DETAIL: streaming transactions committing after 0/51A67B8, reading WAL from 0/51A66C8
2017-06-21 14:55:07.008 CEST [23118] LOG: logical decoding found consistent point at 0/51A66C8
2017-06-21 14:55:07.008 CEST [23118] DETAIL: There are no running transactions.
DEBUG: sending replication keepalive
LOG: logical decoding found consistent point at 0/51A66C8
DETAIL: There are no running transactions.
2017-06-21 14:55:07.009 CEST [23117] ERROR: duplicate key value violates unique constraint "repli_pkey"
2017-06-21 14:55:07.009 CEST [23117] DETAIL: Key (id)=(2) already exists.
2017-06-21 14:55:07.010 CEST [23070] LOG: worker process: logical replication worker for subscription 28681 (PID 23117) exited with exit code 1
2017-06-21 14:55:12.019 CEST [23122] LOG: logical replication apply worker for subscription "reprec" has started
DEBUG: received replication command: IDENTIFY_SYSTEM
2017-06-21 14:55:12.021 CEST [23124] LOG: starting logical decoding for slot "reprec"
2017-06-21 14:55:12.021 CEST [23124] DETAIL: streaming transactions committing after 0/51A67B8, reading WAL from 0/51A66C8
DEBUG: received replication command: START_REPLICATION SLOT "reprec" LOGICAL 0/0 (proto_version '1', publication_names '"repsend"')
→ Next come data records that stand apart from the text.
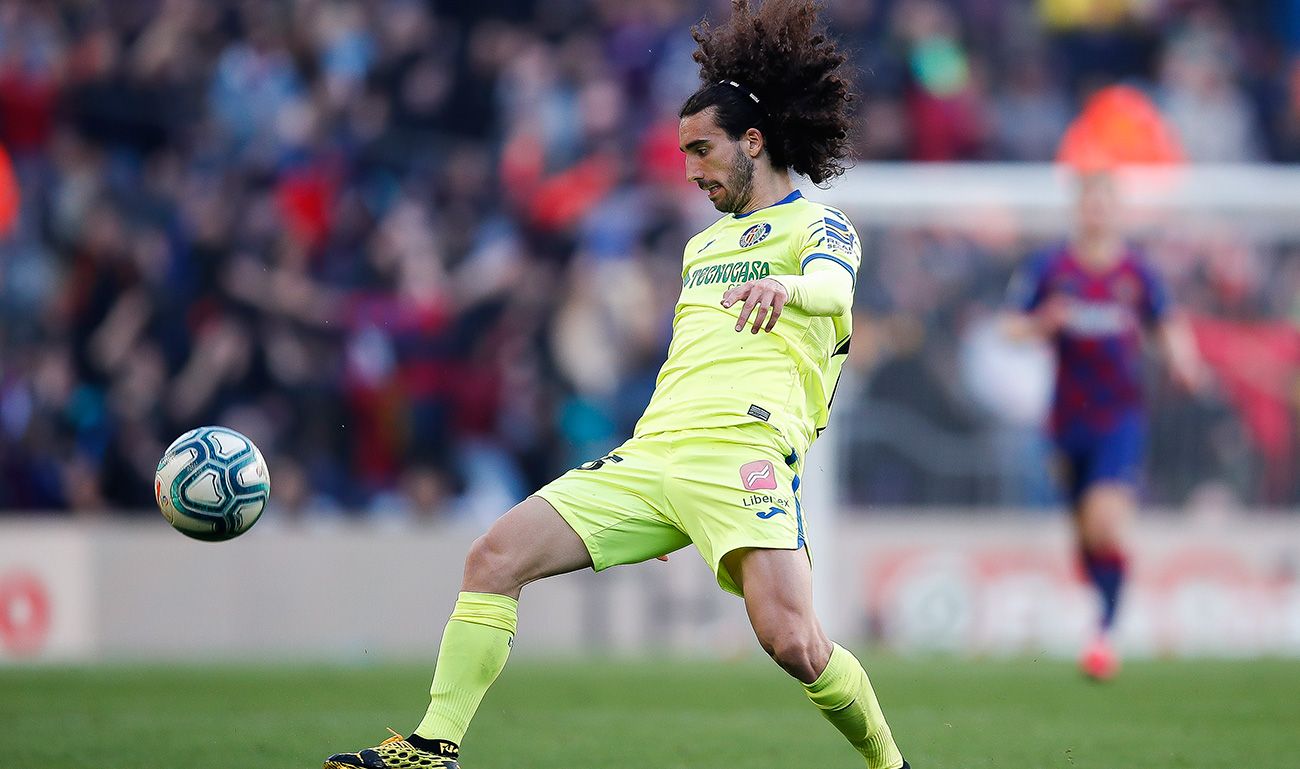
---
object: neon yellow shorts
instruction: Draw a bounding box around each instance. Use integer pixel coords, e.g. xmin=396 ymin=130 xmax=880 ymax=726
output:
xmin=537 ymin=422 xmax=806 ymax=595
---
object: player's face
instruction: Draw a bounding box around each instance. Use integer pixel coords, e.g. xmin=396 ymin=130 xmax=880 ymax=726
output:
xmin=1078 ymin=174 xmax=1119 ymax=236
xmin=677 ymin=108 xmax=754 ymax=213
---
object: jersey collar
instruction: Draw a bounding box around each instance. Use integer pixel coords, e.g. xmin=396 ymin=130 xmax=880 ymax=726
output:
xmin=732 ymin=190 xmax=803 ymax=220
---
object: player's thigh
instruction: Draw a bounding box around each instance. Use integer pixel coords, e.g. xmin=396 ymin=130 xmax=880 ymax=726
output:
xmin=463 ymin=496 xmax=592 ymax=598
xmin=667 ymin=423 xmax=809 ymax=595
xmin=1075 ymin=482 xmax=1138 ymax=549
xmin=537 ymin=438 xmax=690 ymax=572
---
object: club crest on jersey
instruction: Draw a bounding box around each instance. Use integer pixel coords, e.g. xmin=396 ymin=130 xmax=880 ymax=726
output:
xmin=740 ymin=222 xmax=772 ymax=248
xmin=740 ymin=460 xmax=776 ymax=491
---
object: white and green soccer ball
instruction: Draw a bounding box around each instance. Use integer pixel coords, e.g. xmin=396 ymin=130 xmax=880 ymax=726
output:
xmin=153 ymin=427 xmax=270 ymax=542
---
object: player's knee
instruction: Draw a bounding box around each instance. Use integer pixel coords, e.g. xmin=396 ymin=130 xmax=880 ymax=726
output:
xmin=759 ymin=629 xmax=831 ymax=683
xmin=464 ymin=531 xmax=523 ymax=594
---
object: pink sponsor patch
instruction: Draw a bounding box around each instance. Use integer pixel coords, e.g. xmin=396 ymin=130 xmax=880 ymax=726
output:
xmin=740 ymin=460 xmax=776 ymax=491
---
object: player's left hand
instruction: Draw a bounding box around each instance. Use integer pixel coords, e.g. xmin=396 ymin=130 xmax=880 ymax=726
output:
xmin=723 ymin=278 xmax=790 ymax=334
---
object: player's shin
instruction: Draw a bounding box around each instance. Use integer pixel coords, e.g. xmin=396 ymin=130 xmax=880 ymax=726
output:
xmin=803 ymin=644 xmax=904 ymax=769
xmin=415 ymin=592 xmax=519 ymax=747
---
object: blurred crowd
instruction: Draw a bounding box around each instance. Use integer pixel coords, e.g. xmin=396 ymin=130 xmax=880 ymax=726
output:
xmin=0 ymin=0 xmax=1300 ymax=520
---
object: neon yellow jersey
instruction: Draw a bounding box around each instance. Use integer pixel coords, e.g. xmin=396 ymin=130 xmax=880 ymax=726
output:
xmin=634 ymin=191 xmax=862 ymax=452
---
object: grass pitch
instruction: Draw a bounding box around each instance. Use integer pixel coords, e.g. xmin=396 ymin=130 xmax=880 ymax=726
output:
xmin=0 ymin=655 xmax=1300 ymax=769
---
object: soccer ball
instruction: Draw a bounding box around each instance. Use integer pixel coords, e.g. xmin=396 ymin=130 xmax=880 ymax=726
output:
xmin=153 ymin=427 xmax=270 ymax=542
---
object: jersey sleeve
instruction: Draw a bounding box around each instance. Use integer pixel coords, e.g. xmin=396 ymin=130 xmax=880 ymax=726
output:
xmin=798 ymin=207 xmax=862 ymax=286
xmin=1006 ymin=255 xmax=1049 ymax=313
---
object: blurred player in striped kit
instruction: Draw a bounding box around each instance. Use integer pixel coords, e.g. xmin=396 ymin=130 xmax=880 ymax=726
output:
xmin=1009 ymin=170 xmax=1203 ymax=679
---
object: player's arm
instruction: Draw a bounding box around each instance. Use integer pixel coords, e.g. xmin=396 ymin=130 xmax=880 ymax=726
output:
xmin=1156 ymin=313 xmax=1205 ymax=392
xmin=723 ymin=208 xmax=862 ymax=334
xmin=1002 ymin=296 xmax=1070 ymax=342
xmin=1002 ymin=258 xmax=1070 ymax=342
xmin=722 ymin=260 xmax=853 ymax=334
xmin=1139 ymin=264 xmax=1206 ymax=392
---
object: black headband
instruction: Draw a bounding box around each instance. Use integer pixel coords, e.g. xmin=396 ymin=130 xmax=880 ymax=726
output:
xmin=718 ymin=81 xmax=767 ymax=113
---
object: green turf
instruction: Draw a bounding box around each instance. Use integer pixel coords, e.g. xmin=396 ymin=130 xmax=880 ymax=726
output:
xmin=0 ymin=657 xmax=1300 ymax=769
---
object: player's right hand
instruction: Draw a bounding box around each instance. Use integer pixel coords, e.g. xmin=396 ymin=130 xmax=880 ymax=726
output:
xmin=722 ymin=278 xmax=790 ymax=334
xmin=1034 ymin=295 xmax=1070 ymax=336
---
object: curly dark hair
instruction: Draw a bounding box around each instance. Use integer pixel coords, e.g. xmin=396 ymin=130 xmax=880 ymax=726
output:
xmin=680 ymin=0 xmax=855 ymax=184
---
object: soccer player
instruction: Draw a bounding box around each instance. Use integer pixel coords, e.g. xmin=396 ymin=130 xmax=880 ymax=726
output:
xmin=325 ymin=0 xmax=907 ymax=769
xmin=1010 ymin=173 xmax=1201 ymax=679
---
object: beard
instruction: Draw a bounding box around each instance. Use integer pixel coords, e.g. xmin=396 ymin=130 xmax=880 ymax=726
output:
xmin=714 ymin=152 xmax=754 ymax=213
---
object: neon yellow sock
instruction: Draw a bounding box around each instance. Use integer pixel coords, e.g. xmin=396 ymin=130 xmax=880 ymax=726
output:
xmin=803 ymin=644 xmax=902 ymax=769
xmin=415 ymin=592 xmax=519 ymax=744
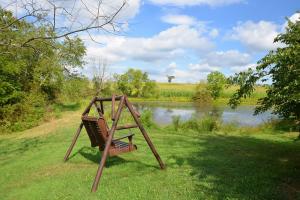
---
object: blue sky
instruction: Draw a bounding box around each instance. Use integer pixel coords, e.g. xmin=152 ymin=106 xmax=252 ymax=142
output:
xmin=0 ymin=0 xmax=300 ymax=83
xmin=79 ymin=0 xmax=300 ymax=82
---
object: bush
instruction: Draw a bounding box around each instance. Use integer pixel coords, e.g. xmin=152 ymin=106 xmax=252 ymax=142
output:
xmin=0 ymin=93 xmax=46 ymax=132
xmin=141 ymin=110 xmax=156 ymax=127
xmin=115 ymin=69 xmax=157 ymax=97
xmin=172 ymin=116 xmax=180 ymax=131
xmin=193 ymin=82 xmax=212 ymax=104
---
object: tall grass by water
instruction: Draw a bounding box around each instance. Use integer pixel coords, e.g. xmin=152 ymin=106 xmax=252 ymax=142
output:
xmin=0 ymin=108 xmax=300 ymax=200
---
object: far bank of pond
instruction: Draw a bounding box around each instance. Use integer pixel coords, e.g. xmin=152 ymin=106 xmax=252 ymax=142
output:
xmin=134 ymin=102 xmax=276 ymax=126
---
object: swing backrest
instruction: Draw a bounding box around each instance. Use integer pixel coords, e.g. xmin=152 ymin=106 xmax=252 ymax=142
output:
xmin=81 ymin=116 xmax=108 ymax=150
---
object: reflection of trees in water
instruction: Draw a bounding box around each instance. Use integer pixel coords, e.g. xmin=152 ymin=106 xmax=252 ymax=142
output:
xmin=194 ymin=103 xmax=224 ymax=119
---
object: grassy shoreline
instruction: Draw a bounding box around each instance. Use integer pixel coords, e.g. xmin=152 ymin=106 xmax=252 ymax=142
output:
xmin=0 ymin=111 xmax=300 ymax=200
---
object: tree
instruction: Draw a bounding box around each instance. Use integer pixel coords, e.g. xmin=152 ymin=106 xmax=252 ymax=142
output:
xmin=92 ymin=58 xmax=110 ymax=96
xmin=116 ymin=69 xmax=157 ymax=97
xmin=0 ymin=8 xmax=85 ymax=130
xmin=229 ymin=19 xmax=300 ymax=121
xmin=0 ymin=0 xmax=127 ymax=48
xmin=207 ymin=71 xmax=226 ymax=99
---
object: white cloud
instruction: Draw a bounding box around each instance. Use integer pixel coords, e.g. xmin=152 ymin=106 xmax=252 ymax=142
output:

2017-06-21 14:55:12.022 CEST [23124] LOG: logical decoding found consistent point at 0/51A66C8
2017-06-21 14:55:12.022 CEST [23124] DETAIL: There are no running transactions.
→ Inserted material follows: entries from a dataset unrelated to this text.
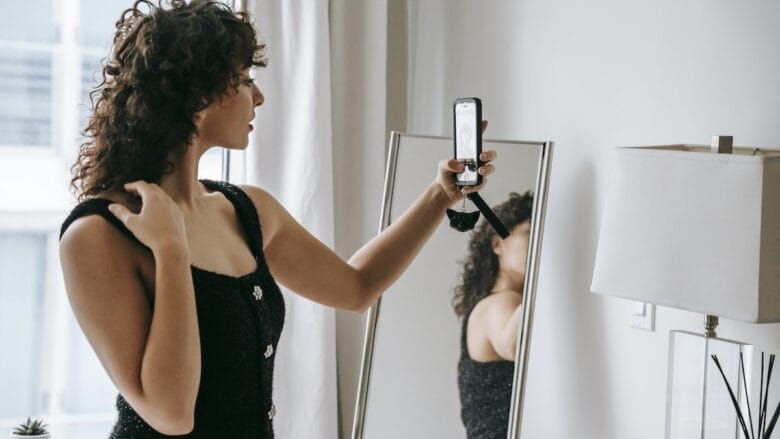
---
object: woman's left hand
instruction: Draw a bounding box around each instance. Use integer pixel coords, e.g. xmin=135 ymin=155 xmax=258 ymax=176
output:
xmin=434 ymin=120 xmax=496 ymax=203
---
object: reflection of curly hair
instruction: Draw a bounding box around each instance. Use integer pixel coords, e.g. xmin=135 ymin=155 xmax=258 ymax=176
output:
xmin=452 ymin=191 xmax=534 ymax=316
xmin=71 ymin=0 xmax=265 ymax=201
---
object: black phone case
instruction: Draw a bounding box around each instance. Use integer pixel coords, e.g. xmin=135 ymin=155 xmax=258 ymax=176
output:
xmin=452 ymin=98 xmax=482 ymax=186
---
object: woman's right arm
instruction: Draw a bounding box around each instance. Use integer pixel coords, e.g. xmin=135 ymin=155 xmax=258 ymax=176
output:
xmin=60 ymin=183 xmax=201 ymax=435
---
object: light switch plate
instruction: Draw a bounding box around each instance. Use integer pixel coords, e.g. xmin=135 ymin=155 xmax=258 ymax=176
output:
xmin=631 ymin=302 xmax=655 ymax=332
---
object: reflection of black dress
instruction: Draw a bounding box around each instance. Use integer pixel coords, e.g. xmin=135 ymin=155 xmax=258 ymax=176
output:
xmin=458 ymin=307 xmax=515 ymax=439
xmin=60 ymin=180 xmax=285 ymax=439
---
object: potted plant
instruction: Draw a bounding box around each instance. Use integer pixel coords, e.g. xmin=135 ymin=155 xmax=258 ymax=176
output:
xmin=11 ymin=418 xmax=51 ymax=439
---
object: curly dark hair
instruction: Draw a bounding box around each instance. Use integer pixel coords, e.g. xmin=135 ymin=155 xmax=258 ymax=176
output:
xmin=452 ymin=191 xmax=534 ymax=316
xmin=71 ymin=0 xmax=266 ymax=201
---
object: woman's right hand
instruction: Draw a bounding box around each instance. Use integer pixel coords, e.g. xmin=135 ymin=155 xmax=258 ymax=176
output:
xmin=108 ymin=180 xmax=189 ymax=253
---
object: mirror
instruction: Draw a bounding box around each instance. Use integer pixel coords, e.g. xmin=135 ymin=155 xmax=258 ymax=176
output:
xmin=352 ymin=132 xmax=552 ymax=439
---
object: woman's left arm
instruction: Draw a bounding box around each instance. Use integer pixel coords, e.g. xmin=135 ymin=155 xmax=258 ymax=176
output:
xmin=242 ymin=138 xmax=495 ymax=311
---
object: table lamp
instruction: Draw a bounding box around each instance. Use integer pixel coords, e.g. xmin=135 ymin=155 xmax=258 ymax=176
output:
xmin=591 ymin=136 xmax=780 ymax=439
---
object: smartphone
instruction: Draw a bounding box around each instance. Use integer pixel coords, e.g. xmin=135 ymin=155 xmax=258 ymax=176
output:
xmin=452 ymin=98 xmax=482 ymax=186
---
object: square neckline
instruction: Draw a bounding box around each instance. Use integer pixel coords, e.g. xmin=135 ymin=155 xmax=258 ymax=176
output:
xmin=190 ymin=178 xmax=262 ymax=281
xmin=83 ymin=178 xmax=262 ymax=282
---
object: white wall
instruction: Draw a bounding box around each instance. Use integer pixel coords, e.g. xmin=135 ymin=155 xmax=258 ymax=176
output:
xmin=400 ymin=0 xmax=780 ymax=439
xmin=334 ymin=0 xmax=780 ymax=439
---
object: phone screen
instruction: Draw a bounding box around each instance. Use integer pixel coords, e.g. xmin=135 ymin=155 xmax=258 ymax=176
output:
xmin=455 ymin=101 xmax=478 ymax=184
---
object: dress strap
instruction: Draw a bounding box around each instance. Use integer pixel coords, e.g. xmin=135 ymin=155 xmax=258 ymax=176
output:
xmin=200 ymin=179 xmax=266 ymax=265
xmin=59 ymin=198 xmax=146 ymax=247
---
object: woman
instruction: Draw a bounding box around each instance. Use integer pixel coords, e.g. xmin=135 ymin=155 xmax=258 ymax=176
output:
xmin=60 ymin=0 xmax=495 ymax=439
xmin=453 ymin=192 xmax=533 ymax=439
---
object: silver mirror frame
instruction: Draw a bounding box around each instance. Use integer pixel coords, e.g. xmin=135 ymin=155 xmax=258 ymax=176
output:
xmin=352 ymin=131 xmax=554 ymax=439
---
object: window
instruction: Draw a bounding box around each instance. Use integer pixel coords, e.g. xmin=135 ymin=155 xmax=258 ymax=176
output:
xmin=0 ymin=0 xmax=236 ymax=439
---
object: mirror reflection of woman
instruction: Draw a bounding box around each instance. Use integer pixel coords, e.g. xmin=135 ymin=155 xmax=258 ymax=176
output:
xmin=453 ymin=192 xmax=533 ymax=439
xmin=60 ymin=0 xmax=495 ymax=439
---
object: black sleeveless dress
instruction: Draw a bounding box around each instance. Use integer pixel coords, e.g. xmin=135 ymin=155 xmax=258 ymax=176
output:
xmin=60 ymin=180 xmax=285 ymax=439
xmin=458 ymin=307 xmax=515 ymax=439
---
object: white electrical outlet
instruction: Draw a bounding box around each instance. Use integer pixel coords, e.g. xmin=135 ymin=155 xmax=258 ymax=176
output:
xmin=631 ymin=302 xmax=655 ymax=332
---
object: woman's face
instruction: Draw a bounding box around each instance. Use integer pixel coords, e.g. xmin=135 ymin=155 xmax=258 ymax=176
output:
xmin=195 ymin=69 xmax=265 ymax=149
xmin=493 ymin=220 xmax=531 ymax=276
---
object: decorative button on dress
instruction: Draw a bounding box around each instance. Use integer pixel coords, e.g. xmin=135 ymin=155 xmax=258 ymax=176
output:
xmin=60 ymin=180 xmax=285 ymax=439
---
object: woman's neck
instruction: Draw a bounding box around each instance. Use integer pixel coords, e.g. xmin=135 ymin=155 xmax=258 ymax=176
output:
xmin=492 ymin=270 xmax=525 ymax=293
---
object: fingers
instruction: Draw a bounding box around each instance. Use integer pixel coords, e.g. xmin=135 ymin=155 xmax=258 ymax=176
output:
xmin=460 ymin=177 xmax=487 ymax=196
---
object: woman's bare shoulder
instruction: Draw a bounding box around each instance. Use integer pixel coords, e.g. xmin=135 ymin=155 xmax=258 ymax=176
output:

LOG: starting logical decoding for slot "reprec"
DETAIL: streaming transactions committing after 0/51A67B8, reading WAL from 0/51A66C8
DEBUG: sending replication keepalive
LOG: logical decoding found consistent point at 0/51A66C8
DETAIL: There are no running transactions.
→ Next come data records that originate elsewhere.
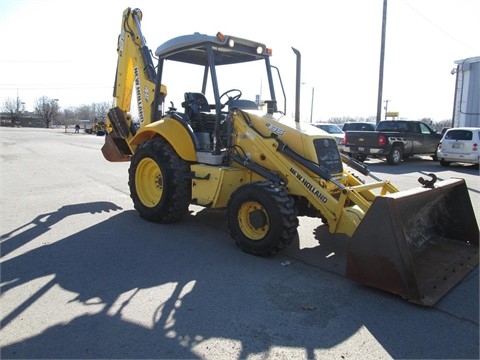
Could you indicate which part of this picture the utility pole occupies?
[377,0,387,124]
[310,86,315,124]
[383,99,392,120]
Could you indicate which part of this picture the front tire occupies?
[227,181,298,256]
[128,137,191,223]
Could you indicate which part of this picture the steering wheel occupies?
[219,89,242,109]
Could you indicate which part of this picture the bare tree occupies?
[35,96,59,128]
[2,96,25,125]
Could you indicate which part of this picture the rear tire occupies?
[128,137,191,223]
[227,181,298,256]
[387,146,403,165]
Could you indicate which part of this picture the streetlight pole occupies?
[377,0,387,124]
[310,86,315,124]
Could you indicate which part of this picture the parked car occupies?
[312,123,345,145]
[339,121,377,162]
[342,121,377,132]
[437,127,480,166]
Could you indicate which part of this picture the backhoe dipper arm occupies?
[113,8,166,126]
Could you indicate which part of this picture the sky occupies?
[0,0,480,122]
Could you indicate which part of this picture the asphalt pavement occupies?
[0,128,480,359]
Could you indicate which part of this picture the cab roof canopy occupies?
[155,33,271,66]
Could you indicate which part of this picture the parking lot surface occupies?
[0,128,480,359]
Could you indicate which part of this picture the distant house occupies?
[0,112,45,128]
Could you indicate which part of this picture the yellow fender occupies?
[130,117,197,161]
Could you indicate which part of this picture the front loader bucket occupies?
[347,179,479,306]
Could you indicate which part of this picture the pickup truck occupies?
[339,120,442,165]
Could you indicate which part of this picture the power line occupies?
[402,0,478,51]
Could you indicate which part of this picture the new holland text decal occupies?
[290,168,328,204]
[133,66,145,124]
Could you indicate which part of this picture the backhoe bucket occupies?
[347,179,479,306]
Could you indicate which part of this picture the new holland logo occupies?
[290,168,328,204]
[133,66,145,124]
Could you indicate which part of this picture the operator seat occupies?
[182,92,215,134]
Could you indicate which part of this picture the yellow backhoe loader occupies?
[102,8,479,306]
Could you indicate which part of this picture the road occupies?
[0,128,480,359]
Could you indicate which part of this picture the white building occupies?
[452,56,480,127]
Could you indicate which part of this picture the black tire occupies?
[387,146,403,165]
[227,181,298,256]
[128,137,191,223]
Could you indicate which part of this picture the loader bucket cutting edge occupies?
[346,179,479,306]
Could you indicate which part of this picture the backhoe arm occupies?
[113,8,166,126]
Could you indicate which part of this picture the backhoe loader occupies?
[102,8,479,306]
2017-06-21 14:55:12.023 CEST [23122] ERROR: duplicate key value violates unique constraint "repli_pkey"
2017-06-21 14:55:12.023 CEST [23122] DETAIL: Key (id)=(2) already exists.
2017-06-21 14:55:12.024 CEST [23070] LOG: worker process: logical replication worker for subscription 28681 (PID 23122) exited with exit code 1
2017-06-21 14:55:12.033 CEST [23124] LOG: could not send data to client: Broken pipe
2017-06-21 14:55:12.033 CEST [23124] FATAL: connection to client lost
2017-06-21 14:55:17.032 CEST [23133] LOG: logical replication apply worker for subscription "reprec" has started
DEBUG: received replication command: IDENTIFY_SYSTEM
DEBUG: received replication command: START_REPLICATION SLOT "reprec" LOGICAL 0/0 (proto_version '1', publication_names '"repsend"')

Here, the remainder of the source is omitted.